In contrast, the image underpinning the major painting, Vapour (2025), has been totally desaturated of any colour and the drawing dissolves. The black and white pen ink renders the forest and the human figures as foreboding totems and much of the left half of the painting is near to solid black. The only colour that remains is the fluorescent orange top-and-bottom edges of the boards, radiating onto the gallery wall as an alarming beacon. This is one of the most turbulent works in the exhibition, the painting corrupted and faltering as the image degrades to leave just remnant figures in an abstracted field. Two paintings of virgin forests are displayed together in isolation on an adjacent wall from these figures; it is a witness point before the labourers’ work is resumed.

This formal device of the edge repeats across the whole body of works. The constructed layers are not fixed to one another and a collision occurs between them. Boynes has intentionally stopped and restarted the drawing machines, slightly altering the point of origin and encouraging the image to fall apart. Fissures emerge between elements that compound the composition’s acute sense of crisis. Ultimately the greatest tension is around the perimeter as the image is untethered from the edges. By redistributing the force from the centre of the gyre to the edges, our situation is made more volatile. These are paintings in crisis; very truly, the edge cannot hold.

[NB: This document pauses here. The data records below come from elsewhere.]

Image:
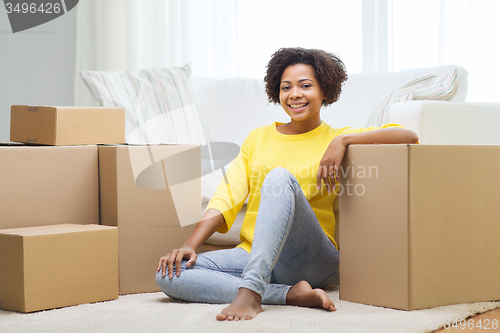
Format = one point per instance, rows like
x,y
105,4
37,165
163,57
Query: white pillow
x,y
442,87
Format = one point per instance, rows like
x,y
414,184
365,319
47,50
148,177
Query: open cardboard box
x,y
419,225
44,185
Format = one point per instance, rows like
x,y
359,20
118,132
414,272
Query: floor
x,y
484,322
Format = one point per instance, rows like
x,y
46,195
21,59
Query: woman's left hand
x,y
329,165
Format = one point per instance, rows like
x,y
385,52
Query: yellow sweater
x,y
265,149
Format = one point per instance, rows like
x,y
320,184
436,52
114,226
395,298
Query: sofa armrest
x,y
439,122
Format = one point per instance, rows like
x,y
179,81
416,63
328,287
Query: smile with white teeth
x,y
297,106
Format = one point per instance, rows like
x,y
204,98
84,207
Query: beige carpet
x,y
155,312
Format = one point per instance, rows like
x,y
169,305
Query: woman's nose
x,y
296,93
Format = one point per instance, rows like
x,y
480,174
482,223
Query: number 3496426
x,y
485,324
47,8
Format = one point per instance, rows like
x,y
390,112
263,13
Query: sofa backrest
x,y
233,107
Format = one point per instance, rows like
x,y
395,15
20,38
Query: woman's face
x,y
300,93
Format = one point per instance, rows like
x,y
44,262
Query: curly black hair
x,y
328,68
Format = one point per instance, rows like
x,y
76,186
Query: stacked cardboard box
x,y
60,185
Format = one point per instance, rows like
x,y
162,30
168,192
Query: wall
x,y
37,66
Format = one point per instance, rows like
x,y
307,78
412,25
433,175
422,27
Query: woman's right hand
x,y
176,256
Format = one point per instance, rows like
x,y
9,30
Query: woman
x,y
288,172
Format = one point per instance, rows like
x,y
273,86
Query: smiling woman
x,y
288,253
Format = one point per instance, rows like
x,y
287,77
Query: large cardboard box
x,y
43,185
60,126
153,194
420,225
55,266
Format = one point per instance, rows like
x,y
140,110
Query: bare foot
x,y
245,306
302,294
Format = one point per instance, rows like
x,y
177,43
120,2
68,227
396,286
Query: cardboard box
x,y
153,194
420,225
55,266
60,126
42,185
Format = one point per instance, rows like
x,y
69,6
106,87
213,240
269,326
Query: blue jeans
x,y
289,246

In navigating the liminal space between grief, loss and hope ‒ both personal and planetary ‒ Boynes advocates for the collective unconsciousness, collective responsibility and a meaningful lastingchange. In the face of the widening gyre, we all must aspire to restore balance and avoid catastrophic outcomes. Boynes’ eschatology isn’t derived from Christian imagery but it retains the same grave fears for the future. In engaging the mechanical drawing aid, Boynes has found a way to further his visual language and cast out his process just beyond his own reach. Whether he may be aware of it or not, the intrinsic motivations that propel his work are bound for change as he and his wife, Abby, welcomed their first child earlier this year. Despite the worldly ills of our moment, the slow ceremony of growth is protected in the most innocent.

Benjamin Shingles

Curator


Artist statement

I’m a multidisciplinary artist and curator based in Kamberri/Canberra, working across painting, photography, print, and video installation. My practice investigates the environmental and social impacts of fossil fuel extraction in Australia — how it has shaped our landscapes, communities, and future.

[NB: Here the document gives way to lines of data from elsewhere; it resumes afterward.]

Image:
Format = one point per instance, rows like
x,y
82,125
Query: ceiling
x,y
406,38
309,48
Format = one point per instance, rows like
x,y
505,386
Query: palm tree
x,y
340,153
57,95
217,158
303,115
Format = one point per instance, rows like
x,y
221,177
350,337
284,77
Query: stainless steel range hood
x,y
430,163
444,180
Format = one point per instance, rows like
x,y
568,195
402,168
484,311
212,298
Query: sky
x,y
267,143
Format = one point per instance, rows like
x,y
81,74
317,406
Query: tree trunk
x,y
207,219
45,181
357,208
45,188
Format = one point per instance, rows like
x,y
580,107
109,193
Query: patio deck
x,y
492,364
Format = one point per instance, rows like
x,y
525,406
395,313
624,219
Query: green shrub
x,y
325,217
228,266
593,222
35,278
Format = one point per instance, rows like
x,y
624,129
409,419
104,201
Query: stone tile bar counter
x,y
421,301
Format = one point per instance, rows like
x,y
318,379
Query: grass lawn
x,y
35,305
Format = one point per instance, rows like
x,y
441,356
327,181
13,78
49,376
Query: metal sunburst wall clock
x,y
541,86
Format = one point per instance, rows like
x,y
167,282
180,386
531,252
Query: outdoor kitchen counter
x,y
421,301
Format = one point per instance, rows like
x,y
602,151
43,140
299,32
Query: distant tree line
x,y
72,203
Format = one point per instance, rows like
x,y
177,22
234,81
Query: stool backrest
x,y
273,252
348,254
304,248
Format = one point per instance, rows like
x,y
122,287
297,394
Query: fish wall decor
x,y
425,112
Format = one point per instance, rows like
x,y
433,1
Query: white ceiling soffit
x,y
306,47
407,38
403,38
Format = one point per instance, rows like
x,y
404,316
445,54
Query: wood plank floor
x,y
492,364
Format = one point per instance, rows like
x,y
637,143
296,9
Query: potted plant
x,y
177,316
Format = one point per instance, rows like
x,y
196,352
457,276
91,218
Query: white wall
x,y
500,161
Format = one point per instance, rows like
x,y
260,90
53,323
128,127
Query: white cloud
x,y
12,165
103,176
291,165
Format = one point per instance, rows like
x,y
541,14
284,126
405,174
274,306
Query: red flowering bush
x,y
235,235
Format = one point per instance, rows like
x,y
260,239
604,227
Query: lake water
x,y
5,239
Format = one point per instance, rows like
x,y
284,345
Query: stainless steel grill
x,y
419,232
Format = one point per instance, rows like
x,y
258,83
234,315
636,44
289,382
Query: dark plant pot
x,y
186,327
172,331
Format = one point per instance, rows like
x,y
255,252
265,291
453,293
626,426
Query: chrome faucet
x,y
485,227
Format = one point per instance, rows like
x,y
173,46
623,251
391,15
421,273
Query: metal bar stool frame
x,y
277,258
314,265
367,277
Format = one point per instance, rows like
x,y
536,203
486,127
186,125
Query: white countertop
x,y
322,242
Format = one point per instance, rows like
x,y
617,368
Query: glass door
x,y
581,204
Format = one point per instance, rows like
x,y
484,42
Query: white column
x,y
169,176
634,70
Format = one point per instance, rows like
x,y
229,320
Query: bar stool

The Edge Cannot Hold marks a turning point in both process and perspective. After being diagnosed with non-radiographic Axial Spondyloarthritis—an autoimmune condition affecting the spine and pelvis, accompanied by chronic fatigue and pain—that made large-scale hand-drawing physically unsustainable, I began working with custom-built robotic drawing machines: X/Y plotters that function as studio collaborators. These machines render digital imagery into fine mechanical linework, which I combine with ink washes, spray paint, staining, sanding, and hand painting. The result is a hybrid visual language — part machine, part hand — where precision and entropy coexist.

The idea of “the edge” runs throughout this series: where images collapse, ecosystems fail, and social and political thresholds are tested. These works reflect a world under strain but also offer gestures of care, continuity, and resistance. They mourn the loss of Country to extractive industry — particularly on sacred Indigenous lands —and draw on long-held fire knowledge as a path to renewal.

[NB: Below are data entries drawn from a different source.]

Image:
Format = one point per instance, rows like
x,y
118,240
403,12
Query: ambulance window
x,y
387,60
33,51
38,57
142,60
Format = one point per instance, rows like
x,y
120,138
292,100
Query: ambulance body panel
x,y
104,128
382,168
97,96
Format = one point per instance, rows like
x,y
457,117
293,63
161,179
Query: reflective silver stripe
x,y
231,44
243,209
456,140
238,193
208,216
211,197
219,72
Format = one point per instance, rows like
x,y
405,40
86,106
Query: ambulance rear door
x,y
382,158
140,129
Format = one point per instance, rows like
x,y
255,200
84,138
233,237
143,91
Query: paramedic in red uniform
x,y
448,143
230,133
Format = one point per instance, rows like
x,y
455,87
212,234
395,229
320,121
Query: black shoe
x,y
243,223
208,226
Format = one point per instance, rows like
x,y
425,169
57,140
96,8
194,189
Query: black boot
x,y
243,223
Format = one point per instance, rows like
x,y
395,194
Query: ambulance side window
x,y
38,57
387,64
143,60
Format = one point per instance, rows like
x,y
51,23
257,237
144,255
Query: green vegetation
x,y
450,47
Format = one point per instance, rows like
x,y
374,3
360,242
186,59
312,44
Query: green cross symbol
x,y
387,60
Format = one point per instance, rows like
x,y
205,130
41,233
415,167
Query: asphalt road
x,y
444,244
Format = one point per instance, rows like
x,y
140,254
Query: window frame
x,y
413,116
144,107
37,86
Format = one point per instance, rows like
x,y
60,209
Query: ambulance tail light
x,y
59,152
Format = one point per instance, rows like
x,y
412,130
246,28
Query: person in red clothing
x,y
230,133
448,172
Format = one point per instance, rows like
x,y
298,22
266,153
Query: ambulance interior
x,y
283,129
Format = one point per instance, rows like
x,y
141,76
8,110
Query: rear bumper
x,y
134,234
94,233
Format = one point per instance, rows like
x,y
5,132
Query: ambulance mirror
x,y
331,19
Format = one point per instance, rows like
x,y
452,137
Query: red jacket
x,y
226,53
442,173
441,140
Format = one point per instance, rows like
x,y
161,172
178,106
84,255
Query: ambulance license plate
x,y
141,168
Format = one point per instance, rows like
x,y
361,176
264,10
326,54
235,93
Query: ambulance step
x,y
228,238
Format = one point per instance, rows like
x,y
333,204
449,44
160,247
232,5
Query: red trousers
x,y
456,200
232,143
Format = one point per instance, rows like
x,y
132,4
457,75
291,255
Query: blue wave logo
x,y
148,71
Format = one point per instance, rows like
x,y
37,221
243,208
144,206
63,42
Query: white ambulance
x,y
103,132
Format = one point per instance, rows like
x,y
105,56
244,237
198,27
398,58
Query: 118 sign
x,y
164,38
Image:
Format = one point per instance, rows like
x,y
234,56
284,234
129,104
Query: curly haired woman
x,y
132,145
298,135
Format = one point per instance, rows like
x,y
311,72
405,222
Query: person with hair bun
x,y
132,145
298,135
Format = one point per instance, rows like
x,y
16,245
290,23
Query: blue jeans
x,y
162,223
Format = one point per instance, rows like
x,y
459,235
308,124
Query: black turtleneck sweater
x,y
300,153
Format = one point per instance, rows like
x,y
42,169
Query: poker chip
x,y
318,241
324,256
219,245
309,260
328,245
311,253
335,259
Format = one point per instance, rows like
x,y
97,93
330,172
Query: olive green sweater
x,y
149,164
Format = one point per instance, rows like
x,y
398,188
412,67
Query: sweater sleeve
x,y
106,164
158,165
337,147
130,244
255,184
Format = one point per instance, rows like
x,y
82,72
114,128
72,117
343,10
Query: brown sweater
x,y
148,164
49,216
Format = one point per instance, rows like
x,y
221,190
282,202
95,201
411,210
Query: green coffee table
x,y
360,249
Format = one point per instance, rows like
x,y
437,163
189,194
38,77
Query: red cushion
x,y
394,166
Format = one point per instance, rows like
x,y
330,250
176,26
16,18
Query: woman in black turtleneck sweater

This work does not seek to condemn workers in fossil fuel industries, whose labour has afforded us the lifestyles we now enjoy. Instead, it challenges the systems that profit from de-struction while stalling necessary change. We are all implicat-ed in these systems, and that complicity comes with responsibility.

In a time of climate crisis, I believe art can bear witness, speak truth, and help imagine a more just future. Even when the centre cannot hold, we can still choose how to rebuild the edge — deliberately, differently, together.